Ah, le cahier de dessins libres! C'est un peu comme votre cerveau un dimanche matin : un espace où tout est possible, mais où rien n'est vraiment organisé... jusqu'à ce qu'une inspiration folle frappe.
Et la page de garde? Parlons-en. C'est un peu l'équivalent de la première impression quand vous rencontrez quelqu'un. Sauf qu'au lieu de juger vos chaussures, les gens (enfin, surtout vous) jugent vos talents artistiques... ou votre absence totale de talents, soyons honnêtes.
Vous vous souvenez de l'école primaire? La page de garde de votre cahier était souvent un champ de bataille de couleurs criardes, de noms écrits en lettres capitales tremblotantes et peut-être même, soyons fous, d'un autocollant de Pokemon décollé à moitié. C'était une déclaration! "Voilà, c'est MON cahier, et il est aussi chaotique que ma vie!"
Aujourd'hui, c'est un peu pareil, mais peut-être avec un peu plus de conscience esthétique. Enfin, on essaie.
Le syndrome de la page blanche (et colorée)
Le défi, c'est que cette page de garde est une promesse. Une promesse de créativité débridée, de chefs-d'œuvre potentiels. C'est un peu comme acheter une nouvelle paire de baskets blanches immaculées. Vous voulez absolument éviter la première égratignure!

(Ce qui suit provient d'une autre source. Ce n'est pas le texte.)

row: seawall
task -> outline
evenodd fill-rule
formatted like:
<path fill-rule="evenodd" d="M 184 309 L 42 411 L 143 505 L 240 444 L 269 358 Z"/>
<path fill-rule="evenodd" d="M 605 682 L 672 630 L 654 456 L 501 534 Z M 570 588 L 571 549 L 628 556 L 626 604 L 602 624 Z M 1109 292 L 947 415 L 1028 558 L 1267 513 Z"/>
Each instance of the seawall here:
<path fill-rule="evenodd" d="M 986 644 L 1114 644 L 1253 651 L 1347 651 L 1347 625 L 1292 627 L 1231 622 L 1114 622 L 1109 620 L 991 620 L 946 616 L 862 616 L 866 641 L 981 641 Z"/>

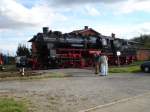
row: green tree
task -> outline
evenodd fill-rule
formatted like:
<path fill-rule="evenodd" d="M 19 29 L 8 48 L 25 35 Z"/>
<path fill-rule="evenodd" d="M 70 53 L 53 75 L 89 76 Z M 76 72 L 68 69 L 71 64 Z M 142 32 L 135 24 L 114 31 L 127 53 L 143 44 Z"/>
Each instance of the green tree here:
<path fill-rule="evenodd" d="M 24 44 L 18 45 L 16 54 L 17 54 L 17 56 L 26 56 L 26 57 L 31 56 L 30 50 Z"/>

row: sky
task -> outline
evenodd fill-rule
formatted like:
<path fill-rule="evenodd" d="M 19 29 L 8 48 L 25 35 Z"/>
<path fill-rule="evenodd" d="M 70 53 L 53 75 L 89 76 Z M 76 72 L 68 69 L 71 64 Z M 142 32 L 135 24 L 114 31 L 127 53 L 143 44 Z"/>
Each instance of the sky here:
<path fill-rule="evenodd" d="M 0 52 L 15 55 L 18 44 L 42 27 L 70 32 L 89 26 L 103 35 L 130 39 L 150 34 L 150 0 L 1 0 Z"/>

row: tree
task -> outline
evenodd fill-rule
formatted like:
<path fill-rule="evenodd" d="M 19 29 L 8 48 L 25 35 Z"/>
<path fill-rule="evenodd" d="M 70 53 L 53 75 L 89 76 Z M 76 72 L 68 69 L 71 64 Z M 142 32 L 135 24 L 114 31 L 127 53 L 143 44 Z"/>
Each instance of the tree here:
<path fill-rule="evenodd" d="M 31 56 L 30 50 L 25 45 L 21 45 L 21 44 L 18 45 L 16 54 L 17 56 L 26 56 L 26 57 Z"/>

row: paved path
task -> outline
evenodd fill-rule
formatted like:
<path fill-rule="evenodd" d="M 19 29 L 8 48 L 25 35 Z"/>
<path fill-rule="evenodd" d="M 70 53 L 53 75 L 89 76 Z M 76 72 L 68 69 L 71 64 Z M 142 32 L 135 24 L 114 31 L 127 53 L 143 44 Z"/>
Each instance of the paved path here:
<path fill-rule="evenodd" d="M 80 112 L 150 112 L 150 93 L 99 105 Z"/>
<path fill-rule="evenodd" d="M 73 77 L 0 81 L 0 96 L 28 99 L 29 112 L 79 112 L 150 92 L 149 74 L 100 77 L 92 70 L 83 69 L 40 72 L 66 73 Z"/>

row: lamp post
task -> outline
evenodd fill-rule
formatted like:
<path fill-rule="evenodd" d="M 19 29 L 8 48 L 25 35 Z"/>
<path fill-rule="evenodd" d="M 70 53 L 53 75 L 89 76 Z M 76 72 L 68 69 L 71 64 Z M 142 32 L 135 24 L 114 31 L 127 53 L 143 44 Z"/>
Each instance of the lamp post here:
<path fill-rule="evenodd" d="M 117 51 L 118 66 L 120 66 L 120 55 L 121 55 L 121 52 Z"/>

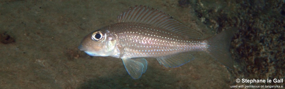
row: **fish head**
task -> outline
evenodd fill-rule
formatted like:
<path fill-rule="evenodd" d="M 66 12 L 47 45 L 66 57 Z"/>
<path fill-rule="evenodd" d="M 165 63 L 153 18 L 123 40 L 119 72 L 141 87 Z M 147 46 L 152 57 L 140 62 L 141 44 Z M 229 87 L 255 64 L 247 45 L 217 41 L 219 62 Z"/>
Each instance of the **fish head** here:
<path fill-rule="evenodd" d="M 85 36 L 78 48 L 92 56 L 112 55 L 115 53 L 117 37 L 107 29 L 100 29 Z"/>

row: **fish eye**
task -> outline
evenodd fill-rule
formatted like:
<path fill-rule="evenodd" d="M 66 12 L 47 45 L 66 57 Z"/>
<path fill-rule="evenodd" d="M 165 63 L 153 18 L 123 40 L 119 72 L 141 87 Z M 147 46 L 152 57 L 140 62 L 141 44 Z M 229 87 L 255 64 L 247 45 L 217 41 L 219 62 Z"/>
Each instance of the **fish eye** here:
<path fill-rule="evenodd" d="M 91 37 L 94 40 L 99 41 L 102 39 L 103 36 L 103 32 L 100 31 L 94 33 L 92 34 Z"/>

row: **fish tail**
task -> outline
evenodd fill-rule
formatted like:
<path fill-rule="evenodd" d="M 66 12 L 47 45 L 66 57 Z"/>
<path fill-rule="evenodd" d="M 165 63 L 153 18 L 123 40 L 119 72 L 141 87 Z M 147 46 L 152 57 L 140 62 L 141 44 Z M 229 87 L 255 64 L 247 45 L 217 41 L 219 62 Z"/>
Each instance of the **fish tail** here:
<path fill-rule="evenodd" d="M 231 28 L 207 39 L 208 47 L 207 53 L 215 60 L 231 69 L 234 69 L 234 67 L 229 47 L 232 38 L 238 29 L 238 27 Z"/>

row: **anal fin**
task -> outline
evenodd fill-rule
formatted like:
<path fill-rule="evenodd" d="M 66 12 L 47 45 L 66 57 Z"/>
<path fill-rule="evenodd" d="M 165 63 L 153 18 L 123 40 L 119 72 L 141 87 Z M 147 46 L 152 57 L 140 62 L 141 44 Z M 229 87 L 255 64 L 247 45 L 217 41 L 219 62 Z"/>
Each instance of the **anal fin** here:
<path fill-rule="evenodd" d="M 193 60 L 194 58 L 189 53 L 183 53 L 156 58 L 160 64 L 166 67 L 177 67 Z"/>
<path fill-rule="evenodd" d="M 143 58 L 123 58 L 125 68 L 132 78 L 136 79 L 142 76 L 146 71 L 148 63 Z"/>

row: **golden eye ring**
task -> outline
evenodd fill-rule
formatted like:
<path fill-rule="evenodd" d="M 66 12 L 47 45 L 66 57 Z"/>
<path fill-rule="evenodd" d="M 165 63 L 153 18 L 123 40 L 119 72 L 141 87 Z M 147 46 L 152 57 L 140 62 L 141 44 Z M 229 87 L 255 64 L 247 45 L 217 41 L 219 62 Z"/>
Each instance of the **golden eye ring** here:
<path fill-rule="evenodd" d="M 103 39 L 104 35 L 102 31 L 99 31 L 93 33 L 91 35 L 91 38 L 94 41 L 99 41 Z"/>

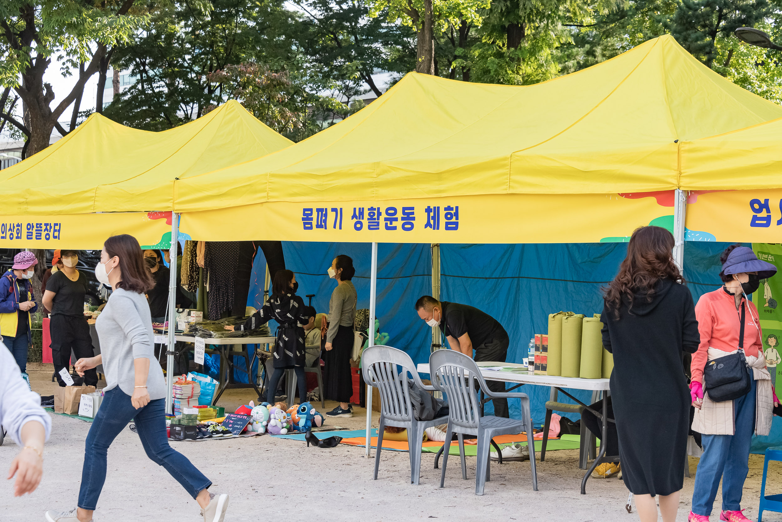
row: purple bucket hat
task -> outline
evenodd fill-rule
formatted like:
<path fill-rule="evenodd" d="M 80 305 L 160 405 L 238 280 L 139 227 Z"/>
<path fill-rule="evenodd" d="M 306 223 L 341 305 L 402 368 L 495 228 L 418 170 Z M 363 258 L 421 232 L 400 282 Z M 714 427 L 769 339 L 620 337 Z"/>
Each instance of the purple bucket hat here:
<path fill-rule="evenodd" d="M 730 275 L 747 272 L 756 272 L 759 279 L 766 279 L 777 273 L 777 267 L 758 259 L 758 256 L 755 255 L 752 248 L 737 247 L 725 260 L 723 273 Z"/>

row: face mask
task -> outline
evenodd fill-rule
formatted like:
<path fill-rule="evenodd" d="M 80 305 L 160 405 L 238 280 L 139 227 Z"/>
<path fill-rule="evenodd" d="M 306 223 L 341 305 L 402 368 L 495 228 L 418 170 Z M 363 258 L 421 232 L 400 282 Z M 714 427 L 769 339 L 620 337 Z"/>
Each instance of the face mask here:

Du coup, on a tendance à procrastiner. On passe plus de temps à penser à ce qu'on pourrait dessiner qu'à dessiner réellement. On erre sur Pinterest à la recherche de l'inspiration ultime, on regarde des tutoriels YouTube sur le lettering, on achète des stylos feutres de toutes les couleurs possibles... Bref, on fait tout sauf commencer.
Et quand on se lance enfin, c'est la catastrophe! Un trait de stylo qui dérape, une couleur qui bave, une idée qui s'avère beaucoup moins géniale qu'elle ne l'était dans notre tête... On a tous connu ça. C'est un peu comme essayer de faire un soufflé parfait du premier coup. Mission impossible.

Dédramatiser l'affaire
Mais, et c'est là le truc, il faut dédramatiser tout ça! C'est un cahier de dessins libres, après tout. Pas un concours de beauté. L'idée, c'est de s'amuser, d'expérimenter, de laisser libre cours à son imagination.
Alors, oubliez les attentes. Oubliez les jugements. Prenez ce stylo (ou ce crayon, ou cette aquarelle), et lancez-vous! Faites un gribouillage, un dessin abstrait, une citation inspirante, un portrait de votre chat... Peu importe! L'important, c'est de remplir cette page, de la faire vôtre.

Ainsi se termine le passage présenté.